The Miami Dolphins still have four picks left in the 2019 NFL Draft. Which positions should and will be addressed by the time the dust settles on on the 209 NFL Draft?

With the trades that came yesterday on Day 2, the Dolphins are left without a fourth-round pick. They used pick 116 as a kickback-pick to the Saints when trading down from 48 to 62. Although they scooped the Saints’ 2020 second-rounder, the Dolphins will now have to wait until pick 151 to get their first selection of the day.

At 151, partway through the fifth round, the Dolphins could still get some good value. I would look for them to go in on the edge rushers. Some guys I would personally like to see at that pick are Arkansas State’s Ronheen Bingham, Eastern Michigan’s Maxx Crosby, Georgia’s Jonathan Ledbetter, Iowa’s Anthony Nelson, or Oregon’s Justin Hollins.

Charles Omenihu is surprisingly still available, but I expect him to be selected sometime during the fourth round. Here’s a more comprehensive list of available edge rushers from Bleacher Report’s Matt Miller.

I also expect the Miami Dolphins to address the offensive line again at some point during Day 3. Michael Deiter, the third-round pick, is a good start, but I’d like to see another draft pick get dedicated to the interior offensive line.

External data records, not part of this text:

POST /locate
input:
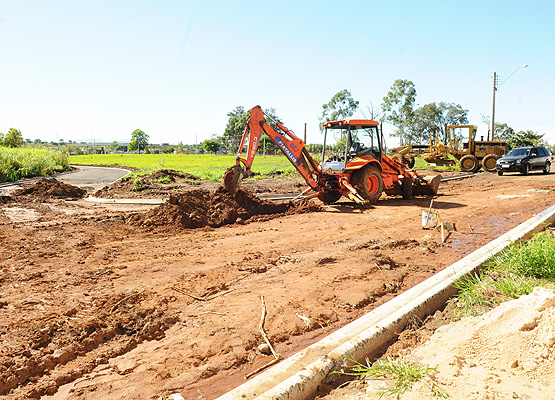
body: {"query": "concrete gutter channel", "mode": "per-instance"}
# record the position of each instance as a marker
(299, 376)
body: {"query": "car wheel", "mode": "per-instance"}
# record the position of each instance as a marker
(469, 163)
(488, 162)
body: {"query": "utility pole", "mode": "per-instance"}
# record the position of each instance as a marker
(492, 129)
(495, 87)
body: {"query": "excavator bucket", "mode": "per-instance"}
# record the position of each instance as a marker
(232, 178)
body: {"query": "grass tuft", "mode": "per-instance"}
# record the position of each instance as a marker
(403, 373)
(533, 258)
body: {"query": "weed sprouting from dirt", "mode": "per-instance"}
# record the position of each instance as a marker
(534, 258)
(403, 374)
(515, 272)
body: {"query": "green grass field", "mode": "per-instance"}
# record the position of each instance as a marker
(205, 166)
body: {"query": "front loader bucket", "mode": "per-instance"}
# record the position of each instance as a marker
(232, 178)
(428, 185)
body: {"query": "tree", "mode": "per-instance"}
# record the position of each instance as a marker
(372, 112)
(398, 106)
(524, 138)
(139, 140)
(13, 138)
(212, 145)
(114, 146)
(432, 118)
(341, 106)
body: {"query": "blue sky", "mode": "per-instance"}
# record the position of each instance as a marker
(81, 70)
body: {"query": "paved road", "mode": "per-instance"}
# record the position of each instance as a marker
(95, 177)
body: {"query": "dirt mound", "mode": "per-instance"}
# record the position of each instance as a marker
(171, 174)
(158, 184)
(51, 187)
(199, 208)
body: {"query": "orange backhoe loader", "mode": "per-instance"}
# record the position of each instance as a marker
(361, 171)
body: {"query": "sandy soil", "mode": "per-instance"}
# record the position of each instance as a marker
(94, 305)
(507, 353)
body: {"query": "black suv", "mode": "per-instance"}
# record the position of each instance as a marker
(525, 159)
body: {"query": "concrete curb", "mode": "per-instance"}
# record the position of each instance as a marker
(298, 377)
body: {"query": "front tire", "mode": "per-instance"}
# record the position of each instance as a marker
(368, 182)
(469, 163)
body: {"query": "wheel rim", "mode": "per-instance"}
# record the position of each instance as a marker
(468, 164)
(490, 163)
(373, 184)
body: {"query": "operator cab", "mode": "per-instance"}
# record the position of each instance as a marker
(353, 138)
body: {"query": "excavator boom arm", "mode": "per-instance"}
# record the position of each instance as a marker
(288, 143)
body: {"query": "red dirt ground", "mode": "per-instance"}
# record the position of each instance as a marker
(112, 301)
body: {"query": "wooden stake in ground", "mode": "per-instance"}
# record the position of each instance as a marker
(277, 357)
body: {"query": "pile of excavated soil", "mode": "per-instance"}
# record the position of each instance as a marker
(51, 187)
(199, 208)
(158, 184)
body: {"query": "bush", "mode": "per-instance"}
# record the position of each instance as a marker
(21, 163)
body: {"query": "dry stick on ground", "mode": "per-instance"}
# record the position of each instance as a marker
(203, 298)
(125, 299)
(206, 312)
(277, 357)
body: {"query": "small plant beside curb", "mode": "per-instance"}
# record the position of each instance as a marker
(403, 374)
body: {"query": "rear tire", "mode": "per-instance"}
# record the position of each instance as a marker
(407, 188)
(489, 162)
(368, 182)
(329, 197)
(469, 163)
(399, 158)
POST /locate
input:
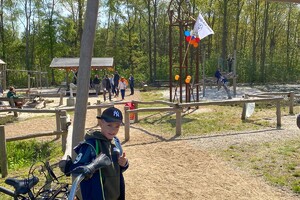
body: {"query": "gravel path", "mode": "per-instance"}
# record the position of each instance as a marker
(183, 168)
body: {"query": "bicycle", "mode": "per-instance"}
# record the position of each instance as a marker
(24, 188)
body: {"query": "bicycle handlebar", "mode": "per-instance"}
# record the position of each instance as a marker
(87, 171)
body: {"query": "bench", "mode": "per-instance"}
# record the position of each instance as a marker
(14, 102)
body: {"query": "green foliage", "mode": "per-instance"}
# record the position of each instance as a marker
(137, 36)
(7, 119)
(22, 154)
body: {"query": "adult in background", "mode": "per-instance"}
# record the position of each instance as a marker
(96, 83)
(116, 83)
(122, 87)
(131, 84)
(230, 62)
(106, 87)
(13, 95)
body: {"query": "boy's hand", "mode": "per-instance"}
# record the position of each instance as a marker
(122, 160)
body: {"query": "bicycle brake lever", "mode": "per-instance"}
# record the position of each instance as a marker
(50, 171)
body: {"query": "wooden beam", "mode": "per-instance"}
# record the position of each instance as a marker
(287, 1)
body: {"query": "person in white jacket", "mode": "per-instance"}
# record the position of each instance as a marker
(122, 87)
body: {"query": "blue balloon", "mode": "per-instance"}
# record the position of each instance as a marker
(187, 33)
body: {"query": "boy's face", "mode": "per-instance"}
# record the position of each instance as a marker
(109, 129)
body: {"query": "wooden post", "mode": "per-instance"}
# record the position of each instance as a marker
(292, 96)
(64, 128)
(58, 125)
(127, 123)
(61, 98)
(12, 105)
(136, 114)
(3, 153)
(98, 109)
(178, 121)
(234, 74)
(278, 113)
(244, 108)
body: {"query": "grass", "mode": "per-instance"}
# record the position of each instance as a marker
(278, 163)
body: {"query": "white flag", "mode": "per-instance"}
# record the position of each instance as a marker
(201, 28)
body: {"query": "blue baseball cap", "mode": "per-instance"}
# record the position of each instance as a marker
(111, 114)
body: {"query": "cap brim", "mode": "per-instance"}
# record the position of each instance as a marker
(107, 119)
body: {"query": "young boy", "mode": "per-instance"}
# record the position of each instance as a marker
(107, 183)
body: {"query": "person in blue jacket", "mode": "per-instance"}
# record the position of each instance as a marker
(108, 182)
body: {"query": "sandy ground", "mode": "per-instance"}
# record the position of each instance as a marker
(170, 167)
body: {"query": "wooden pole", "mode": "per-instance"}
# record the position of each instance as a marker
(136, 104)
(127, 123)
(3, 153)
(64, 128)
(234, 74)
(84, 71)
(291, 98)
(178, 122)
(98, 109)
(61, 96)
(278, 114)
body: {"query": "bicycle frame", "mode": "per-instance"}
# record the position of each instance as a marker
(74, 187)
(25, 186)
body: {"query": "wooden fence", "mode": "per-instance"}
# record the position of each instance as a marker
(62, 123)
(178, 109)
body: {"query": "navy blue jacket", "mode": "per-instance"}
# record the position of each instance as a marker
(107, 183)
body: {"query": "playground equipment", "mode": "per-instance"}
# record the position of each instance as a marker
(180, 19)
(71, 99)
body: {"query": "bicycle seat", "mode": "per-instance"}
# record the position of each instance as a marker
(22, 186)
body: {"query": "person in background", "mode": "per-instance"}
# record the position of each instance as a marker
(13, 94)
(116, 83)
(108, 182)
(106, 87)
(230, 62)
(113, 89)
(96, 83)
(122, 87)
(131, 84)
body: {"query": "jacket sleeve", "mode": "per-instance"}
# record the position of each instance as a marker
(85, 154)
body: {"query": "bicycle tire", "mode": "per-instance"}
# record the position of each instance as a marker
(60, 193)
(11, 193)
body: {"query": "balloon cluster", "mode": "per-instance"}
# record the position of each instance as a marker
(193, 40)
(188, 79)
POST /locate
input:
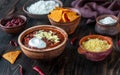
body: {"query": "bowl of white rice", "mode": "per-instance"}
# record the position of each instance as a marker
(40, 8)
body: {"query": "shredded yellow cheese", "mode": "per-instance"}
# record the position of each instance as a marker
(95, 45)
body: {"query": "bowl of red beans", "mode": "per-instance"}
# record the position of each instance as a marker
(43, 41)
(13, 24)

I wouldn’t be upset to see the Dolphins select a right tackle, either, even if Jesse Davis is already tentatively penciled in there.

Some targets that I’d like in the later rounds include Clemson’s Mitch Hyatt, Notre Dame’s Alex Bars, Arkansas’ Hjalte Froholdt, Kentucky’s Bunchy Stallings, Florida’s Martez Ivey or Miami’s Venzell Boulware. Here are some more prospects that could be available later today for the offensive line. Here’s a second perspective from Kevin Brown on some of the talent still on the board for Day 3, as well.

The third position I’d like to see get selected is cornerback or safety. There are still some hidden gems available and some of them could still be available in the seventh round.  Some of my personal favorites include Sheldrick Redwine from Miami, Xavier Crawford from Central Michigan, Jimmy Moreland from James Madison, Hamp Cheevers from Boston College, Ka’dar Hollman from Toledo, and Blace Brown from Troy. Here are some rankings for the best remaining defensive backs.

The final position I would address is quarterback. Yes, you read that right. I’m still taking a flier on a late-round quarterback and keeping three of them on the roster for 2019. Josh Rosen is the new kid on the block, but I would nab someone like Garnder Minshew with the 234th and final selection for the Dolphins. For a better understanding of the late-round quarterbacks, here’s a piece I did talking about the deep-dive prospects.

Once it’s all said and done, I am hoping that the Miami Dolphins will have drafted several of these positions. Edge, DB, offensive line and quarterback are on the wish list for the remainder of the draft.